Rooms & Gardens
My Favorite Five
Words and images by Miguel Flores-Vianna
Renowned interiors photographer, Miguel Flores-Vianna, opens his archives and shares five of the most memorable places he's photographed during his career.
1. The Blue Dining Room, Schloss Damtschach, Austria
Originally built in the 17th century, Schloss Damtschach - a castle owned by the Orsini Rosenberg family - sits in the middle of an ‘English’ park of clear romantic inspiration: waterfalls, follies that resemble ruins and statues that seem as though abandoned on the grounds. When inside the castle it feels as though we're still in the middle of the 19th Century, the interior is untouched. I guess that of all those formal rooms the dining room decorations, seen here, may be a hangover from 18th century fashions.
2. Akkoy Mosque, Taurus Mountains, Turkey
The beautiful main prayer room at the Akkoy Mosque in the Taurus Mountains region of Eastern Turkey. The area’s older mosques are characterized by a particular style of decoration throughout their interiors, involving hand-painted floral elements and geometrical patterns.
3. Guest bedroom, Tangier, Morocco
The British antiques dealer Gordon Watson owns one of the most beautiful houses in Tangier. I especially love his saffron and purple guest bedroom. The perfect place to dream.
4. Worcester Lodge, Gloucestershire, England
Built in the 18th Century, within the grounds of the Badminton Estate, Worcester Lodge was a place from which to observe the hunt and entertain guests. Badminton House remains a private home today, owned by the Duke of Beaufort, and the Lodge is still used in a similar way. Designed by William Kent, Worcester Lodge was described by the prominent architectual historian, Nikolaus Pevsner, as one of the ten best buildings in England.

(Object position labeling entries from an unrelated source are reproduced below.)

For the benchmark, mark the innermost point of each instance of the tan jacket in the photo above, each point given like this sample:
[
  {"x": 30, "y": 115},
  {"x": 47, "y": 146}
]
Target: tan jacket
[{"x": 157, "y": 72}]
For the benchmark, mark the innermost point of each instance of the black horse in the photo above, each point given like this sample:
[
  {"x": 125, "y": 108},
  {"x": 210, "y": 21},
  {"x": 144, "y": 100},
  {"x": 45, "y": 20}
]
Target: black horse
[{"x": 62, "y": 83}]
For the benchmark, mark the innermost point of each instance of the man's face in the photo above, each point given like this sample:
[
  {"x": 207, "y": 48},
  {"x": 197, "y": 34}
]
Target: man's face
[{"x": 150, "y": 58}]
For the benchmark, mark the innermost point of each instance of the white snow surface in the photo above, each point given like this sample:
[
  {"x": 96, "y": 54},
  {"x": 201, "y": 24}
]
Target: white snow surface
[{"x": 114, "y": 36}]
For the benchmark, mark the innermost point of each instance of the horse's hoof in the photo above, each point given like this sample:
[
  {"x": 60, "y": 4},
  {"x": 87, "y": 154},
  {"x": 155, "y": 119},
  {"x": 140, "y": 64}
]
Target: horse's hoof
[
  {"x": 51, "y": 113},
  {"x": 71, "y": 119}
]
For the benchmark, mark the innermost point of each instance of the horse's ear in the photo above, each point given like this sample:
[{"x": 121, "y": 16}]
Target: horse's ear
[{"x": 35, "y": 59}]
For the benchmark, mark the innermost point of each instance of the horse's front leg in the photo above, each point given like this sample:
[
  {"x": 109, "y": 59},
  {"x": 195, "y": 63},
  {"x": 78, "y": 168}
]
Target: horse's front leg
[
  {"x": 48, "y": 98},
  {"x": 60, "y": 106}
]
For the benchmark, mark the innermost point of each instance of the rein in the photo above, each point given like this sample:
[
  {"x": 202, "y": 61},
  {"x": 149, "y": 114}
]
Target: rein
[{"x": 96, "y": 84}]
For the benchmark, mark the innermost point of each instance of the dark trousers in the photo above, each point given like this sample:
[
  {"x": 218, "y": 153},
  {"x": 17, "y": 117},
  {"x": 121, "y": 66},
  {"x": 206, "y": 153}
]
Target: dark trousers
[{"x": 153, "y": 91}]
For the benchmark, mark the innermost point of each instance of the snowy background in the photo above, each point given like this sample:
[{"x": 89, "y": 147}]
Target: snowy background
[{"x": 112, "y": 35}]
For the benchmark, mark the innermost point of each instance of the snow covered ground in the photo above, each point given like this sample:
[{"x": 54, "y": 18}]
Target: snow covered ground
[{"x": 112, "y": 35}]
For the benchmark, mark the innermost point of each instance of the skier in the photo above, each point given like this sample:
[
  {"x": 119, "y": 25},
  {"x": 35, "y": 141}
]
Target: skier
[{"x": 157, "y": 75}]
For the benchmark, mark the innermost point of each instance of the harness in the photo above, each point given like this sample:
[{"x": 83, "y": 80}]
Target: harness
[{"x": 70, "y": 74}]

5. Ibn Tulun Mosque, Cairo, Egypt
Built in the 9th Century, Cairo's Ibn Tulun Mosque is constructed around a perfectly square courtyard, in the middle of which sits a domed building containing an ablution fountain (for worshippers to perform their ritual washing before prayer). The mosque was built at the command of Sultan Ibn Tulun, and is named after him.